The biocube has always grown algae on the glass so I do have nitrates / nitrates. I didn't really test it though. I no longer own an ammonia test kit. However, I like to think I could detect ammonia just through the smell of the tank. Our noses can detect scents much more accutely than a test kit. A test kit would only quantify it for us.
After adding the ecotech radion light over 2 months ago - the temp is stable at 78 degrees. The pH used to be stable - fluctating between 7.8 and 8.1 throughout the day (see the attached graph).

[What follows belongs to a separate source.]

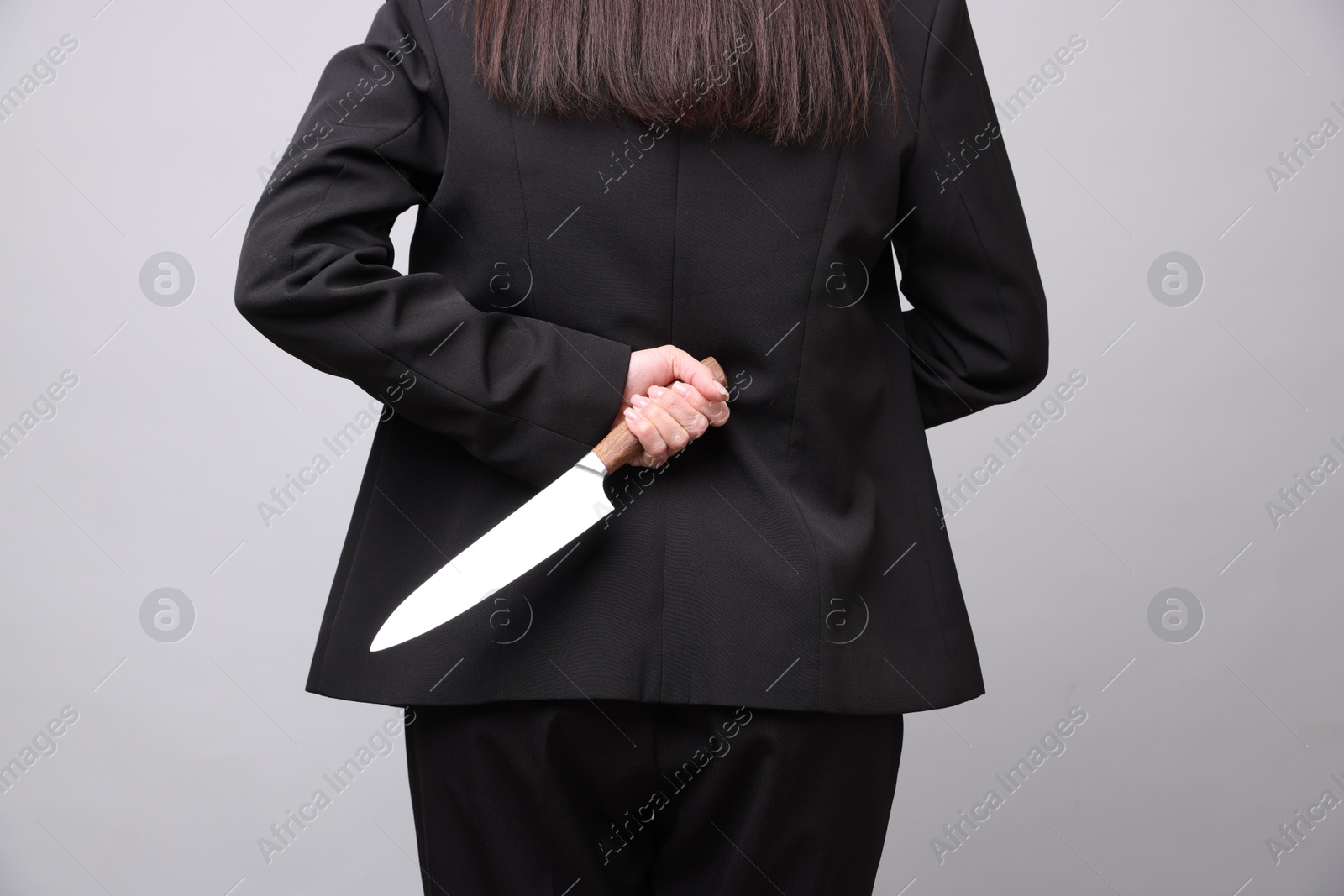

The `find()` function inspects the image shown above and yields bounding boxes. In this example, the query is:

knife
[368,358,728,652]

6/15: Bought the fish from Faois. Acclimated via drip for an hour and introduced them.
6/15 - 6/22
Fed them the entire week - small shot of brine in the morning (maybe 10-15 total brine in the tank - probably less than that), 1 small autofeed of pellets/Flake around noon, 1 small shot of mysis in the evening (again no more than 10-15 mysis - again - probably less than that). I also rubber banded some nori to a rock for the tang to munch on.
During this time too - I noticed how big the poops were the tomini was taking. holy cow! it was like a quarter inch in diameter and about an inch long. He musta been proud haha.
  • 5 gallon water change (with Red Sea Coral pro).
  • Replaced the filter in the media basket - this may have been my downfall.
  • Removed the carbon from the media basket
  • Dosed 7 ml of Prazi Pro
between 6/23 and 6/24 when I would replace the nori on the rock, I noticed the rock did smell of ammonia. I think this may not be the best idea and should probably stick to feeding nori on a clip or screen instead to allow water flow to penetrate it.

6/24: after re-aquascaping my display to support the addition of a piece of rock from the sump - I took some of the macro algae from that rock and put it on a clip in the quarantine. It may have contained pods and a few Strombus grazers. but it was a small piece.

6/25 Business as usual

6/26 morning - they were dead.

So my possible causes:
a severe drop in dissolved oxygen
An ammonia build up that I didn't detect
The death of one of the fish (especially the big tang) may have spiked the ammonia - causing the other fish to kick the bucket.

I did replace the filter that I have had running in the biocube for these past 4 months. I beleive this filter was covered in the bacteria that was keeping my tank stable. When i removed it, I lost the fish. The ceramic biomedia balls also helped with the stability of the tank but in a lesser degree. I think the tang might have been too much to handle for the 29 gallon biocube.

As you can see from the below pH measurements (in the 6_26 pH graph)over the last 7 days - I had a problem I didn't know about. pH is currently 7.1 - much too low. Whether this is from Ammonia / Nitric Acid / low dissolved oxygen - this is what caused the fish death.

Come to today (please see the 28_Jun_2013 pH Graph)
Installed an airstone in the return well.
Put some chaeto into the refugium with a light set to run 24x7
Fired up the AquaticLife Mini Protein Skimmer in the first well.
Added more of the ceramic balls.

my pH shot up over the night by 0.3 to 7.5 (which is closer to the trough period with lights out before this whole fiasco started).

Of course there is no load on the system - no fish no feeding. But I'm starting to feel a little better.